Die Umweltorganisation betont, dass die bereits erbaute aktuelle Industriezone die Hälfte ihrer Grundstücke leer oder verlassen hat und dass der Erweiterungsbedarf auf die überhöhten Preise der aktuellen Eigentümer zurückzuführen ist. Quercus ist der Ansicht, dass die Stadtverwaltung diese Grundstücke hätte enteignen oder die jeweiligen Eigentümer zum Bau verpflichten müssen, anstatt ein natürliches Gebiet zu zerstören und Familien aus ihren Häusern zu vertreiben. Das Projekt umfasst auch 2 Wasserläufe und 3 Teiche in einem Gebiet mit hoher Wasserspeicherung und mehreren Quellen, die versiegelt werden sollen.
Die Quercus wirft der Stadtverwaltung von Covilhã vor, die Korkeichen in der Vorbehaltskarte der Gemeinde nicht erwähnt zu haben, obwohl sie vom ICNF förmlich über das Bestehen des Waldbestands informiert worden war. Die Stadtverwaltung lehnte es ab, die Korkeichen in die Dokumente aufzunehmen, und berief sich auf das Fehlen einer Georeferenzierung, ein Element, das die Quercus nach eigener Aussage geteilt hatte.

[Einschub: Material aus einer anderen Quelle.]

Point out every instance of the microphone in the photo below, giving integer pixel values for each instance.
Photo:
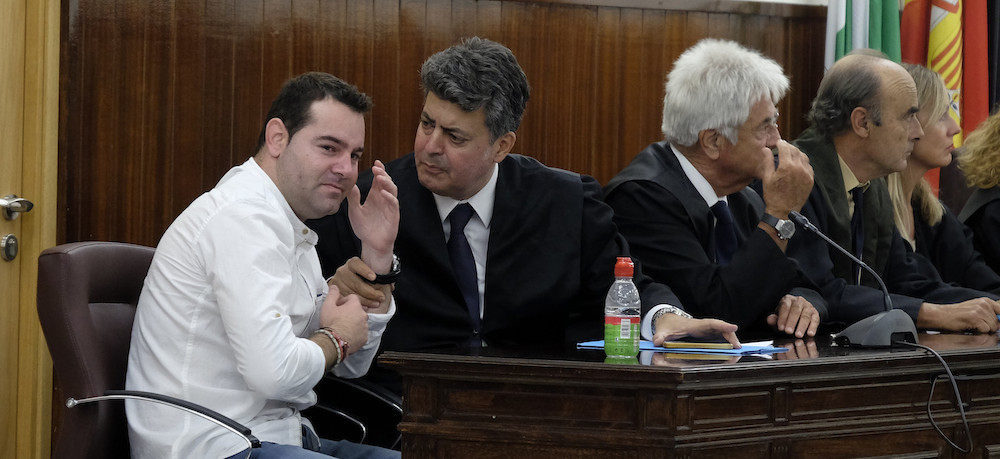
(879, 330)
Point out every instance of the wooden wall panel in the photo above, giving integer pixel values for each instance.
(160, 97)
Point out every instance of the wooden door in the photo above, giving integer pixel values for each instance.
(29, 103)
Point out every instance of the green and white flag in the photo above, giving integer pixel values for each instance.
(852, 24)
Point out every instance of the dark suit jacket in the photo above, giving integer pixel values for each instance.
(550, 260)
(910, 279)
(948, 245)
(670, 229)
(982, 214)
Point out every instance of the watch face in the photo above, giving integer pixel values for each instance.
(785, 228)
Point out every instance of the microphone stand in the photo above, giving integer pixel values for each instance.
(879, 330)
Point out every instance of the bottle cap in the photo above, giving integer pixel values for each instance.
(624, 267)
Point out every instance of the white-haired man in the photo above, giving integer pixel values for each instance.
(686, 208)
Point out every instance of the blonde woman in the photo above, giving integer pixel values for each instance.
(930, 229)
(981, 165)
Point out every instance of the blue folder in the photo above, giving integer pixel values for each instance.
(747, 349)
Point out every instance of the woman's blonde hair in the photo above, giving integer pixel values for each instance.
(980, 161)
(933, 99)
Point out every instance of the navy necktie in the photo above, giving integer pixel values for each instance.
(858, 228)
(463, 262)
(725, 233)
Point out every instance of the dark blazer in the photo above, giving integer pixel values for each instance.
(949, 247)
(982, 214)
(670, 229)
(911, 280)
(550, 260)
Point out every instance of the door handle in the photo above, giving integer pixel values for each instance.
(13, 206)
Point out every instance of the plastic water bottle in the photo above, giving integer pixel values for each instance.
(621, 313)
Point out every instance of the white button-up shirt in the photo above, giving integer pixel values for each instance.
(233, 293)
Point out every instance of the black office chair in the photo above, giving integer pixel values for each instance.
(87, 294)
(356, 410)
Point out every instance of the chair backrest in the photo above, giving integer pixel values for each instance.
(87, 294)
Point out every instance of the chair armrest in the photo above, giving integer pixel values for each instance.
(183, 405)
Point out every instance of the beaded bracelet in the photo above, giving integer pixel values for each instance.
(345, 347)
(336, 344)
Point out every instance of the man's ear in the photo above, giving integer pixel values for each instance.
(710, 141)
(275, 137)
(860, 123)
(504, 144)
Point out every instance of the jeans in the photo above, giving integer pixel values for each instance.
(314, 447)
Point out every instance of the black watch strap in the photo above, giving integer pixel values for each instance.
(390, 277)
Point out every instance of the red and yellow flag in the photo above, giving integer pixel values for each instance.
(950, 37)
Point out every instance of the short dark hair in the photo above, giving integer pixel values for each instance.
(292, 106)
(854, 83)
(480, 73)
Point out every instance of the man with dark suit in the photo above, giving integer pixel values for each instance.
(863, 124)
(719, 138)
(543, 244)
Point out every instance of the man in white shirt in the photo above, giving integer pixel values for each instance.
(235, 314)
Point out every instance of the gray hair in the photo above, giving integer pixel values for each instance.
(713, 85)
(480, 73)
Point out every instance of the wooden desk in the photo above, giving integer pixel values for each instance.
(821, 401)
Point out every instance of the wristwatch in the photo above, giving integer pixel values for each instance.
(785, 228)
(667, 310)
(388, 278)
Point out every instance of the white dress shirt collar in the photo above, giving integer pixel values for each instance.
(699, 181)
(482, 201)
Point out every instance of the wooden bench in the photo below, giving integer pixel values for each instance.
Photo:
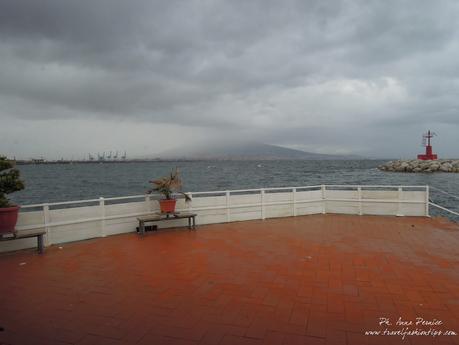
(18, 235)
(158, 217)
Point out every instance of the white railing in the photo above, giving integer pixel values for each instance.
(101, 217)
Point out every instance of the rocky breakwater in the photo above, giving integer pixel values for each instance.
(419, 166)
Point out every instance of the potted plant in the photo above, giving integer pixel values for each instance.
(9, 183)
(168, 186)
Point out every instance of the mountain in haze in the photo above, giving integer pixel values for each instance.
(246, 151)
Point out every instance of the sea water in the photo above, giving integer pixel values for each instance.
(79, 181)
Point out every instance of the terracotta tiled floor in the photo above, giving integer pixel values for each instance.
(304, 280)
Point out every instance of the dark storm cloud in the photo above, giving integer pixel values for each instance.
(269, 69)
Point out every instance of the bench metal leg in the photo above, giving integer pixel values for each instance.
(142, 228)
(40, 244)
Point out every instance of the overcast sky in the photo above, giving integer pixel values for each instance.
(362, 77)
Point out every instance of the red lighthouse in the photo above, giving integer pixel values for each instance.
(426, 142)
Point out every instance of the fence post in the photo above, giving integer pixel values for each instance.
(322, 188)
(262, 195)
(228, 204)
(399, 205)
(102, 216)
(147, 203)
(294, 201)
(46, 220)
(427, 201)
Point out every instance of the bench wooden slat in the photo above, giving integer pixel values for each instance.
(157, 217)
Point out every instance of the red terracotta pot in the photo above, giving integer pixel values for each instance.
(8, 219)
(167, 206)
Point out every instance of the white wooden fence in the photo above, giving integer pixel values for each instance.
(84, 219)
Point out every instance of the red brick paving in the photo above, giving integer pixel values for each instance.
(321, 279)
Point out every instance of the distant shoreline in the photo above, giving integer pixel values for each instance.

Die Organisation erinnert daran, dass das Vorhandensein einer gesetzlich geschützten Art wie des Korkeichens eine Überprüfung der Bodenklassifizierung erzwingen und Umweltrestriktionen auferlegen sollte.
Die Quercus appelliert an das ICNF und die CCDR-Centro, die Zerstörung der Korkeichen nicht zu genehmigen, und argumentiert, dass der Mangel an Industriegrundstücken künstlich sei, da es bereits erschlossene Grundstücke zu symbolischen Preisen gebe, die leer blieben. Die Organisation weist ferner darauf hin, dass die Unfähigkeit, nach fast 20 Jahren die dritte Phase des Industrieparks zu realisieren, die von der Stadtverwaltung invocierte Notfallprämisse widerlegt, und ruft die Bürger auf, sich bis Freitag an der öffentlichen Diskussion zu beteiligen.